What is cloud Dataproc?
On-demand managed Hadoop clusters | NOT No ops - you need to configure clusters yourself | DOESN'T autoscale

Is Cloud Dataproc a no ops solution?
No, you need to manually configure clusters

What is the main use-case for Dataproc?
Migrating existing Hadoop structures to the cloud

What is MapReduce?
Map - Take big data and distribute to many workers (nodes) | Reduce - Combine the results of those pieces | Distributed/parallel computing

How do you create a Dataproc cluster?
Manually or using gcloud commands

What is are preemptible VMs and what should you use them for?
Low cost worker nodes that can be lost with no warning if demand goes up - Use for processing only!

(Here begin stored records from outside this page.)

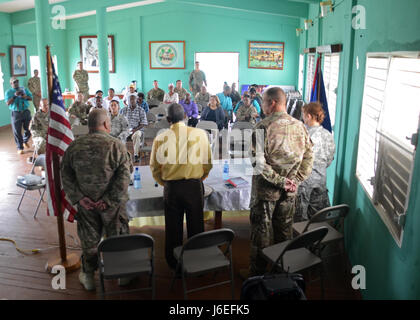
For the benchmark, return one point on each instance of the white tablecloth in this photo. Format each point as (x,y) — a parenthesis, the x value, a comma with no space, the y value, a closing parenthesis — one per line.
(148,201)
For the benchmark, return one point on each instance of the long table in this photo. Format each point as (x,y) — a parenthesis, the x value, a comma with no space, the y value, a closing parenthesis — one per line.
(148,201)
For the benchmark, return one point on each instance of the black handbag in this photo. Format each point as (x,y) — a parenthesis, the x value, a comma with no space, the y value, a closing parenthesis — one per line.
(284,286)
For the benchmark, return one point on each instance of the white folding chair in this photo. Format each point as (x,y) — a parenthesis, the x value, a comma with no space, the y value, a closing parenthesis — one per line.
(33,182)
(202,254)
(126,256)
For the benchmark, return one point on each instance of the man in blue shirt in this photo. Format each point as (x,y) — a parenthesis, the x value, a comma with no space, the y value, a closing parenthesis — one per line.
(17,98)
(141,102)
(226,103)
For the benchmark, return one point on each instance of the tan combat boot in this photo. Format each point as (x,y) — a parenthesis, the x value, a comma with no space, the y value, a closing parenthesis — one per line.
(87,280)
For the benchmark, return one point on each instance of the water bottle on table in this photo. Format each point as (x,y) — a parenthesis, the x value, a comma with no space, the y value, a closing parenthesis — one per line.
(137,179)
(226,171)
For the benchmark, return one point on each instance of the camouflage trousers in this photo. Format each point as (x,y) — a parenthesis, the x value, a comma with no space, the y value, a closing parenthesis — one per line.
(309,202)
(39,144)
(36,101)
(137,143)
(271,223)
(93,225)
(85,95)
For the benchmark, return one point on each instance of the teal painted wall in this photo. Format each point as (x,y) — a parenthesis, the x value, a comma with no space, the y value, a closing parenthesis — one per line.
(230,31)
(133,29)
(25,34)
(392,272)
(5,41)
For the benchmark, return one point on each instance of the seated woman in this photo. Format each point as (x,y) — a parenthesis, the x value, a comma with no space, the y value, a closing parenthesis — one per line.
(78,111)
(313,193)
(171,96)
(253,102)
(247,112)
(213,112)
(190,109)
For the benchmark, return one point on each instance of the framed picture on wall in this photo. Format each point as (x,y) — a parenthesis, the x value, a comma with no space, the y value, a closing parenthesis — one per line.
(167,54)
(18,63)
(266,55)
(89,53)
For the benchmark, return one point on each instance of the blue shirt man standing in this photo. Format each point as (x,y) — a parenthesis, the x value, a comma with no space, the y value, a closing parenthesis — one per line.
(17,98)
(226,103)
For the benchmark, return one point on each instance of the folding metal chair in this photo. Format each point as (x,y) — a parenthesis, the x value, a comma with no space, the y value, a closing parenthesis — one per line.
(126,256)
(294,255)
(201,254)
(23,183)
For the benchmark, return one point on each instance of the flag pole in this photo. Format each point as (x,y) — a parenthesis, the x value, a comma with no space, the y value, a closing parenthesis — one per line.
(70,262)
(319,77)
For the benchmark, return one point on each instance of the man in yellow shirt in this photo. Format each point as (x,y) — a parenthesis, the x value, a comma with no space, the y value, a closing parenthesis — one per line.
(181,159)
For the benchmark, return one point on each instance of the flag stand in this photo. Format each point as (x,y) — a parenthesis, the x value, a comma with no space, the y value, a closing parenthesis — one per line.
(70,262)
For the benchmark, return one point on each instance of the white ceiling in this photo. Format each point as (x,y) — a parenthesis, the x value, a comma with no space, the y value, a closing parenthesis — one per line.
(10,6)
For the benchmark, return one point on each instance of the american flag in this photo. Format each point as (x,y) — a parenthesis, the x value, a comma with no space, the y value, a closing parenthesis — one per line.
(59,138)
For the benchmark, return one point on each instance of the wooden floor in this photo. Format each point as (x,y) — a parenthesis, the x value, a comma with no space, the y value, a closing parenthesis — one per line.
(24,277)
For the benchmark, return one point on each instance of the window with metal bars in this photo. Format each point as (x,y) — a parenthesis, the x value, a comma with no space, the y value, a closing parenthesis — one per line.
(331,73)
(310,73)
(388,134)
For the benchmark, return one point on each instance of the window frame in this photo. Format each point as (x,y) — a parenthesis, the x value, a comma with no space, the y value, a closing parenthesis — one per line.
(308,89)
(338,83)
(387,220)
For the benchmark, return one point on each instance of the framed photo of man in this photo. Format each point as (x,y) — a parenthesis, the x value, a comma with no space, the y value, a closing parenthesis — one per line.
(266,55)
(18,65)
(89,53)
(167,54)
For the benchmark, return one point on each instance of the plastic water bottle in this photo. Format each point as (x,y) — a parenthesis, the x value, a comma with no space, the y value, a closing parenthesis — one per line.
(226,171)
(137,179)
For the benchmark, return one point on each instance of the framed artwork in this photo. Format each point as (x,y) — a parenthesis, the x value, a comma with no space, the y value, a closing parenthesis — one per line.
(89,53)
(167,54)
(266,55)
(18,65)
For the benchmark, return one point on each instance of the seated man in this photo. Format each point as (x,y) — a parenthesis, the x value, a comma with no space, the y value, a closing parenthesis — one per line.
(171,96)
(190,109)
(111,96)
(131,90)
(78,111)
(136,118)
(253,102)
(119,124)
(141,102)
(247,112)
(155,96)
(226,103)
(93,102)
(202,98)
(39,127)
(99,104)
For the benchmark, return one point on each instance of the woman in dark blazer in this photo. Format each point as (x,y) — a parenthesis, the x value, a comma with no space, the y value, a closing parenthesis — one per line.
(213,112)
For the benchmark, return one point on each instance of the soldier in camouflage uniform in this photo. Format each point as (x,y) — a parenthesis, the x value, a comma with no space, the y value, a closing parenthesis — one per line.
(182,93)
(202,98)
(81,78)
(78,111)
(155,96)
(282,151)
(119,124)
(34,85)
(95,173)
(313,193)
(247,112)
(39,127)
(197,78)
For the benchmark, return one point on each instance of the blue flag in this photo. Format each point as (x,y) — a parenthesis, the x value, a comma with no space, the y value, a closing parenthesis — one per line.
(318,95)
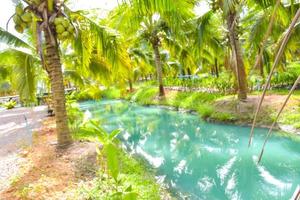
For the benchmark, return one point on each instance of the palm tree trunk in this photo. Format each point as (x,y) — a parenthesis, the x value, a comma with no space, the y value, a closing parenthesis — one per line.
(58,93)
(130,85)
(216,68)
(158,69)
(237,56)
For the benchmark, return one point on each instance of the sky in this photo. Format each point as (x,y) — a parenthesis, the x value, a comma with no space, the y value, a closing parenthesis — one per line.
(7,10)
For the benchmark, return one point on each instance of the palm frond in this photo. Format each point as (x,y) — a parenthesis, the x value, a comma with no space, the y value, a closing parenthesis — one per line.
(10,39)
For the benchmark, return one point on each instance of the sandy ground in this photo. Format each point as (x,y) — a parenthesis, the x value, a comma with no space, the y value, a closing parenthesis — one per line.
(16,128)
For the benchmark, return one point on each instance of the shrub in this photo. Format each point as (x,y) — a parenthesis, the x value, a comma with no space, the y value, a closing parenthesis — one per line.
(10,105)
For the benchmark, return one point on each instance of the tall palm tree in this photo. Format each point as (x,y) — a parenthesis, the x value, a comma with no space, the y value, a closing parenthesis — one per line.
(90,40)
(230,10)
(128,17)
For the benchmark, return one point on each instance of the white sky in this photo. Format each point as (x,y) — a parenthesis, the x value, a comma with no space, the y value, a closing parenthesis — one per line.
(7,9)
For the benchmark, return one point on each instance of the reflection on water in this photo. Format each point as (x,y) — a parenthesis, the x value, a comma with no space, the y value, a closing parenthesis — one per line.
(199,160)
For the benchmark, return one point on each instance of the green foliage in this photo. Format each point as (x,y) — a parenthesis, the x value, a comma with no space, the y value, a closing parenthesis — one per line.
(111,93)
(145,95)
(89,93)
(288,77)
(136,182)
(64,28)
(224,83)
(205,111)
(10,105)
(75,115)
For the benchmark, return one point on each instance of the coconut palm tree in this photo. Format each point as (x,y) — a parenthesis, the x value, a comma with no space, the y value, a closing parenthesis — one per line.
(150,21)
(52,25)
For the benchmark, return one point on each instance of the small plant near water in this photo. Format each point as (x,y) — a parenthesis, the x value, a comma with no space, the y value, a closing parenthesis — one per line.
(110,152)
(10,105)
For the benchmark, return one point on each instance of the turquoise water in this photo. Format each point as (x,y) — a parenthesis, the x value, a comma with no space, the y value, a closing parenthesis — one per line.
(200,160)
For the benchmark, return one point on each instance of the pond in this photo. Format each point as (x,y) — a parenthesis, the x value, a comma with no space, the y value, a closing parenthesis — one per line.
(200,160)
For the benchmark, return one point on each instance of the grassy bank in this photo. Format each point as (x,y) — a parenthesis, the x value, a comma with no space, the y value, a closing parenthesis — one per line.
(218,107)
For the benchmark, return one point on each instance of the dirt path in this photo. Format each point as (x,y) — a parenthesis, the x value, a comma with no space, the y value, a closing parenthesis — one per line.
(16,128)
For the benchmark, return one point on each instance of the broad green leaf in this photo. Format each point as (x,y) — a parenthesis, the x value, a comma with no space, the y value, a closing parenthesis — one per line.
(112,160)
(130,196)
(114,134)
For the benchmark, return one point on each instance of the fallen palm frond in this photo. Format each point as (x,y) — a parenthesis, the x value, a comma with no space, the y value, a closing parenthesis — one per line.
(277,59)
(277,117)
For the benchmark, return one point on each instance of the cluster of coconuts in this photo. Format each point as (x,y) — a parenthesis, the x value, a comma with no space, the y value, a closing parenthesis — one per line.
(22,19)
(64,28)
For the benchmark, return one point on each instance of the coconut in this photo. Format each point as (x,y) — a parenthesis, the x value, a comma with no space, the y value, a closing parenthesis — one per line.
(19,28)
(36,1)
(66,23)
(58,20)
(60,28)
(17,19)
(24,25)
(65,34)
(71,29)
(19,9)
(26,17)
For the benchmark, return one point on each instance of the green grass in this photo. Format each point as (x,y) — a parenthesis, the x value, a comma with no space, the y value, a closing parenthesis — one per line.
(133,174)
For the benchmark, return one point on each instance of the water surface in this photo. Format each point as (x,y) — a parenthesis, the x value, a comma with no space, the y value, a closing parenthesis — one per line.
(200,160)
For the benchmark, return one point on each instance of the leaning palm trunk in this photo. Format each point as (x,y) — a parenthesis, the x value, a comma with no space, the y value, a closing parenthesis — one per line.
(258,61)
(277,117)
(159,70)
(58,94)
(237,57)
(277,59)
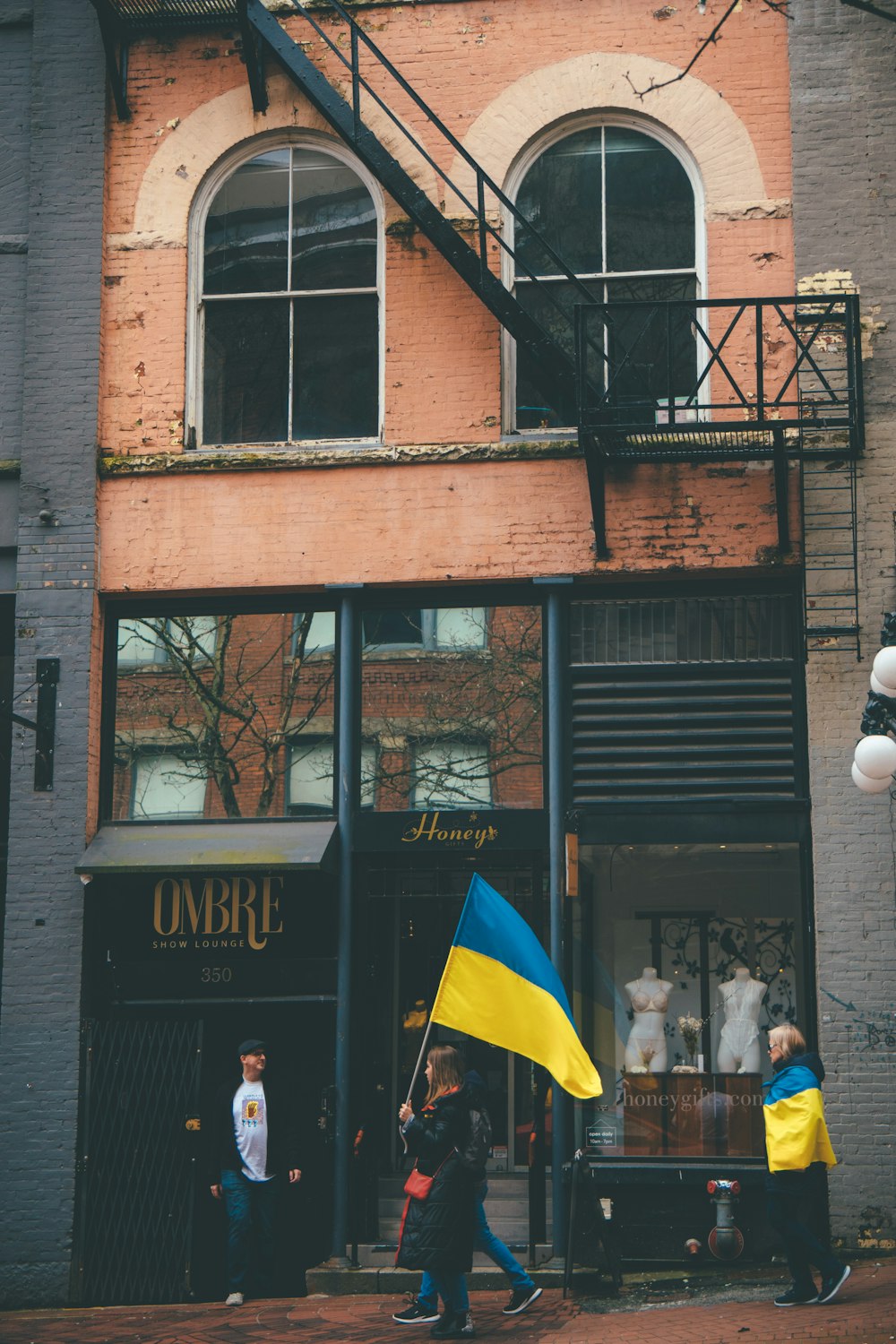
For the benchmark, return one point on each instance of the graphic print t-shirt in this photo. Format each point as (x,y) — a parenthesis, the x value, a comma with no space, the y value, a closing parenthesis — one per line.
(250,1128)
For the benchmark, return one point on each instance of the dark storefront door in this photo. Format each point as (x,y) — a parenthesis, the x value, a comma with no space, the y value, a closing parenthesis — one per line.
(150,1230)
(413,914)
(139,1155)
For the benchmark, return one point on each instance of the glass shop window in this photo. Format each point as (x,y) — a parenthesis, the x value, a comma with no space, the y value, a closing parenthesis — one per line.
(618,209)
(452,696)
(685,956)
(290,304)
(207,710)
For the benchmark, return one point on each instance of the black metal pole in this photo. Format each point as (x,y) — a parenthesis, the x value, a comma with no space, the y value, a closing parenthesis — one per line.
(349,758)
(556,832)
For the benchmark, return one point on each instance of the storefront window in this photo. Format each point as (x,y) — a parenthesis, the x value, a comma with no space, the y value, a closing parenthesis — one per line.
(225,715)
(685,956)
(452,699)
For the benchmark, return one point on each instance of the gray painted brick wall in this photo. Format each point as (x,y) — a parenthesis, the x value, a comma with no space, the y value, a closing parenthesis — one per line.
(844,108)
(54,616)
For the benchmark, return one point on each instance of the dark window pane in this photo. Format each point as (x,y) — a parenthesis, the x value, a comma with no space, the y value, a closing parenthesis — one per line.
(653,349)
(538,403)
(560,196)
(246,371)
(247,226)
(650,220)
(392,628)
(333,226)
(336,367)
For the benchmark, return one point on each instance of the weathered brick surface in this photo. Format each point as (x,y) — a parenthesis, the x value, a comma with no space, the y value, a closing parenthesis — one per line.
(58,397)
(842,99)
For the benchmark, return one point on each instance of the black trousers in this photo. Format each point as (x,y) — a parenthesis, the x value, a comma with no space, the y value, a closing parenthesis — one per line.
(791,1198)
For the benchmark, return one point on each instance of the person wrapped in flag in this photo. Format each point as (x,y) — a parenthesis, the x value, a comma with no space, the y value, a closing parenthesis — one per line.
(799,1153)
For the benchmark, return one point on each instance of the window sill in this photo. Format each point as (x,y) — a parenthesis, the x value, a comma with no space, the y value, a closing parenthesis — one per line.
(263,457)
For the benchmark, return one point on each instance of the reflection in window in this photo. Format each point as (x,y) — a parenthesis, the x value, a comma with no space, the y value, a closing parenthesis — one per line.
(312,780)
(618,207)
(188,637)
(452,698)
(290,304)
(223,695)
(452,774)
(167,787)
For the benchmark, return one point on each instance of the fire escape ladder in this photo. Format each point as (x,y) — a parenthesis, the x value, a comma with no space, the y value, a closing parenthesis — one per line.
(828,478)
(551,363)
(831,554)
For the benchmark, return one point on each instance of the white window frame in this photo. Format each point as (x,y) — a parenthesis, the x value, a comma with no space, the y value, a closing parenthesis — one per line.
(155,760)
(282,139)
(514,179)
(445,745)
(312,742)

Is HDFS a good storage solution for Dataproc?
No, use Cloud Storage instead if needed - Cluster can be stateless - shut down at any time

What is the recommended ration for Preemptible VM to Permanent VMs?
50/50

Are you guaranteed Preemptible VMs?
No, they won't be available if the region is very busy

How do you access you Dataproc cluster?
SSH in via cloud console or gcloud

What are the two ways to access a Dataproc cluster from the web?
Firewall ports (8088, 9870) - SOCKS proxy

What is the benefit of using a SOCKS proxy?
It doesn't expose your firewall ports

What format is data in when it's migrated to Dataproc?
HDFS

How we do we change the way we think about clusters when moving to Dataproc?
Clusters become ephemeral (temporary) entities instead of permanent ones

What are Dataproc migration best practices?
1) Move data first (generally to Cloud Storage) 2) Small scale experimentation

What is a storage benefit of migrating to Dataproc?
You can separate storage (Cloud Storage) and compute (Dataproc). This means you don't need your Dataproc clusters running all the time - On-Premise --> GCP | HDFS --> ? | Hive --> ? | Hbase --> ? | Cloud Storage | BigQuery | Bigtable

What is the term for optimizing on-premise structures to the cloud?
"Lift and Leverage"

What is BigQuery?
Fully managed data warehouse - Serverless, no ops

What are the benefits of BigQuery?
Serverless - Autoscales - Good for storage and analysis - Accepts batch and streaming - Durable, multi-regional

What data types are stored in BigQuery vs Cloud Storage?
BigQuery --> Tables } Cloud Storage --> Files

How is data stored in BigQuery?
Columnar instead of Record Oriented - Each value is stored on a different storage volume

Does BigQuery update existing records?
NO - It's not transactional

What are the good and bad aspects of columnar data storage?
Fast read but slow write

What are BigQuery datasets and tables?
Dataset - collection of tables and views } Table - collection of columns

How do you pay for with BigQuery?
Storage, queries, and streaming data inserts

How can you interact with BigQuery? (4)
Web UI - Command line (CLI) - Programmatic (REST API) - Via queries

What is a BigQuery "View"?
Virtual table defined by a query

What are the benefits of caching BigQuery queries and how are cached queries stored?
If you make the same query repeatedly, you won't have to pay for it - Queries are cached at the user level

What are User Defined Functions (UDFs) and what are their benefits?
SQL code combined with JavaScript functions - Allows for more complex functions like loops and complex conditionals

What services can be used to ingest data to BigQuery?
Cloud Storage (Batch, Read) - Bigtable (Read) - Dataflow (Streaming) - Google Drive (Read)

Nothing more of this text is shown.